Does race matter? That really is a silly question? If you're asking the question, then you already know the answer. All three campaigns and the press have been dancing around this question, even after Obama's speech in Philly last month, because it is still a hot button topic in America. But even the most optimistic of observers would have to agree that not only does race matter, but it is perhaps the single issue that is going to decide this election.

I had a conversation recently with a friend of mine and we were discussing the Democratic primary and I said that I thought Obama would have the hard convincing some of Hillary's supporters to vote for him, especially older white women. Her exact remark was, "I really resent that". I wasn't making that statement based on anything other than what the numbers have shown. Hillary's support is the greatest among older white women and therefore they would be the hardest to convert into Obama voters. However it was interpreted as a racial statement and therefore the reaction was based on that.

Race (pardon the pun) colors everything in political life. Up until now, Blacks and Women had no choice (for the most part) but to vote for a white male when it came to presidential preferences. Now that there is some variety among the candidates, people have begun to line up behind the person who looks most like them. Blacks now vote at a nearly 9-1 clip for Obama, while older white women vote for Hillary by a 7-3 margin. The bottom line here is that voters are most likely to vote for someone who looks like them. Older Black women are voting overwhelmingly for Obama, so clearly they are not influenced by being in the same age bracket as Hillary Clinton. There has to be something else in the equation and that something is clearly race.

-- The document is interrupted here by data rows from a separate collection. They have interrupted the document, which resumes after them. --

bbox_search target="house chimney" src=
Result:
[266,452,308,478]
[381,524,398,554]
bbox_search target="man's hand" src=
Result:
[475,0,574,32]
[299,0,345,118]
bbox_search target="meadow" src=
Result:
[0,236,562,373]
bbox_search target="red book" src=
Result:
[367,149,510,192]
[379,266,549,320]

I'm not saying that people who vote for Obama and Clinton are racists, but they certainly take race into account and it is a lot bigger part of the equation than people are willing to admit to. The fact that only 16% of polled voters in Pennsylvania were willing to admit that race played a factor in their decision proves the general delusion that most of America is living under (or proves that most Americans lie to pollsters). Chris Rock once said that the most racist people in America are old Black men because of what they've had to live through. Now what do you think older Black people are considering when they go the voting booth and see the first viable Black candidate for the nation's highest position on the ballot? Are they considering his experience? Sure. Are they considering his policies? Of course. Are they comparing him to the competition? Without a doubt. Are they considering his race? ABSOLUTELY, UNEQUIVOCALLY, YES, YES, YES. The same can be said of older white women who enter the voting booth only they have the added bonus of gender as well (lest you think that only Blacks would vote on such a issue).

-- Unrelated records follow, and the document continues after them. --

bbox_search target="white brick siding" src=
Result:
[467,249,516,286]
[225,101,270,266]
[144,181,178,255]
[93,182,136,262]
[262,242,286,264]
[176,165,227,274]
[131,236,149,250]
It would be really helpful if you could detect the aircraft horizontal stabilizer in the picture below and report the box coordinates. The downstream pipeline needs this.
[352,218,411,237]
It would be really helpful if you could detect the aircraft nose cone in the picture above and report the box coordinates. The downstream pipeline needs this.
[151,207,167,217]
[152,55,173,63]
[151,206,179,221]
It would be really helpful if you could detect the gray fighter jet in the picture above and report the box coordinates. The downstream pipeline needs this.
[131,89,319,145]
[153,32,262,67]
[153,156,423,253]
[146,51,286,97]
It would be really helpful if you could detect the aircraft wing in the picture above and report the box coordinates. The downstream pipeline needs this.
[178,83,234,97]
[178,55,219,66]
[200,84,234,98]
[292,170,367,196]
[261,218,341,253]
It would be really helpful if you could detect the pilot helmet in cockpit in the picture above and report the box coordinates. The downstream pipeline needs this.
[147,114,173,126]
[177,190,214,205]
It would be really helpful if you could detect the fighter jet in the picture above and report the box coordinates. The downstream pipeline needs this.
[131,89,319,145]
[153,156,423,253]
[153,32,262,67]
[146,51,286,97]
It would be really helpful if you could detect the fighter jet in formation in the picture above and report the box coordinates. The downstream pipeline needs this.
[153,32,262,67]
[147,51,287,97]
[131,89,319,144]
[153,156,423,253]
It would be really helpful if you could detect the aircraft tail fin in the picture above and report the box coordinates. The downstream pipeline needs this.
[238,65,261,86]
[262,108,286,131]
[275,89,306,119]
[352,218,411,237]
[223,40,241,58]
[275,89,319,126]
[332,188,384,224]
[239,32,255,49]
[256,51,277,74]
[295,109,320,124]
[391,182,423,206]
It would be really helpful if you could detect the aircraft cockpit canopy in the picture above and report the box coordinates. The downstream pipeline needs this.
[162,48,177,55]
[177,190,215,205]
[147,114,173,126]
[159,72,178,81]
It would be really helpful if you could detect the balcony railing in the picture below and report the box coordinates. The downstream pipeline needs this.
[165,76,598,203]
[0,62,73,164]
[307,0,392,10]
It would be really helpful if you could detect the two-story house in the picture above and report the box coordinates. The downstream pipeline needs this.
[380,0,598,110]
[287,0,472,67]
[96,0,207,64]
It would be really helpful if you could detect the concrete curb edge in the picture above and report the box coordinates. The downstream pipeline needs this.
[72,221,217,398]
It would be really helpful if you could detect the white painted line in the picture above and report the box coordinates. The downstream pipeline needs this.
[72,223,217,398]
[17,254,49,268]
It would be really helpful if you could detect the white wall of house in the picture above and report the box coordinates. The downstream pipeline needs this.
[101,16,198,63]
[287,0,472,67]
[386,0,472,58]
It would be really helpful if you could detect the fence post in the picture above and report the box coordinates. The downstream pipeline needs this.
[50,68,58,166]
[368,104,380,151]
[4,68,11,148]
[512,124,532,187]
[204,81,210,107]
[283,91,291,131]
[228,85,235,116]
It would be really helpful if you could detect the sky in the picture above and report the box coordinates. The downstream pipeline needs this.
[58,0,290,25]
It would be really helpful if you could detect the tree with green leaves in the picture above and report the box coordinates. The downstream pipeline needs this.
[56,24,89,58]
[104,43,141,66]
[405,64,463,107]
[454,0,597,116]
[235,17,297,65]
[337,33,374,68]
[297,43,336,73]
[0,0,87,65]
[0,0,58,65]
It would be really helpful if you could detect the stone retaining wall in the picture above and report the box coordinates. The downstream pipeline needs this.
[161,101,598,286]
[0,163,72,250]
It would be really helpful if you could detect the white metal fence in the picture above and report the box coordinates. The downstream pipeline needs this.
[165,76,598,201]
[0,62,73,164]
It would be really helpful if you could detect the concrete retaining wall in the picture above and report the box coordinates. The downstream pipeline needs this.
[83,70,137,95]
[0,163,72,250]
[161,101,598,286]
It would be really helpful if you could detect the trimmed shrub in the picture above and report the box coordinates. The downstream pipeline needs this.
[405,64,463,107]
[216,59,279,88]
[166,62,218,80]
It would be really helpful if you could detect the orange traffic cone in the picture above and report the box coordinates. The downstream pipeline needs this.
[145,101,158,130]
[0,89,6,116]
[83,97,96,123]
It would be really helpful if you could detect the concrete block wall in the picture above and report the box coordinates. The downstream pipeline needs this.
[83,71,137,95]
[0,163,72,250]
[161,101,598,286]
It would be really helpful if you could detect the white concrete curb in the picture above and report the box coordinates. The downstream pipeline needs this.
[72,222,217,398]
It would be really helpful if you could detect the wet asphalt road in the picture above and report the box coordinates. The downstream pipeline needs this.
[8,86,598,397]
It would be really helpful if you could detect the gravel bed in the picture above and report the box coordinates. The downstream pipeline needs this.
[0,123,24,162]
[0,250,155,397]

The issue, as I've said before, is not whether race plays a major part in the decision making of most voters, it's whether either candidate will be able to overcome this obstacle in the fall. Obama has the bigger problem here and I'll tell you why. Black voters (who are the most reliable voting block in the country) are not only used to voting Democrat, they realize that there is no real option for them. Republicans turned their backs on the issues of the Black community a long time ago. Voting Republican just wouldn't' make any sense to them. Some may stay home, but the truth is that the vast majority of them would return to the fold and vote Democratic even if they feel ambivalent about the party's candidate. However, Hillary's most fervent supporters would have an option. I've written before that I feel this group will split into three equal parts, those who vote Democratic, those that vote Republican and those that stay home. As long as the press continues to give John McCain a free ride, he will certainly appear more attractive to some of Hillary's core supporters. He's in their age range, he's a moderate (an absolute lie, but one the press seems unwilling to challenge), he tells it like it is and he sticks to his guns (more lies) and let's not forget, most importantly, he's White which provides a natural level of comfort and is his biggest selling point to some Democrats.

I'm using the most polarized groups of supporters in order to illustrate the point, but this will play itself, to lesser degrees among almost all Democratic voters. The Bradley effect (vote totals being lower for Black candidates than what the polls suggest) is real. There are people who will simply be unable to pull the lever to vote for a Black President regardless of what they say in public or to pollsters. The famed melting pot that comprises the population of the country does not always breed a greater understanding of other cultures. It can and does, in some, breed animosity and fear. It is that fear, which is expressed in various ways, which leads to voting patterns along racial, religious and ethnic grounds. At the end of the day, regardless of what you label it, it all adds up to the same thing. And to those who think that I'm a racist for pointing this out, I would wholeheartedly disagree and ask you to really try and take an honest look at the country we live in. We are supposed to believe that all men are created equal, but do we? Given our checkered past, I believe the answer to be fairly self evident.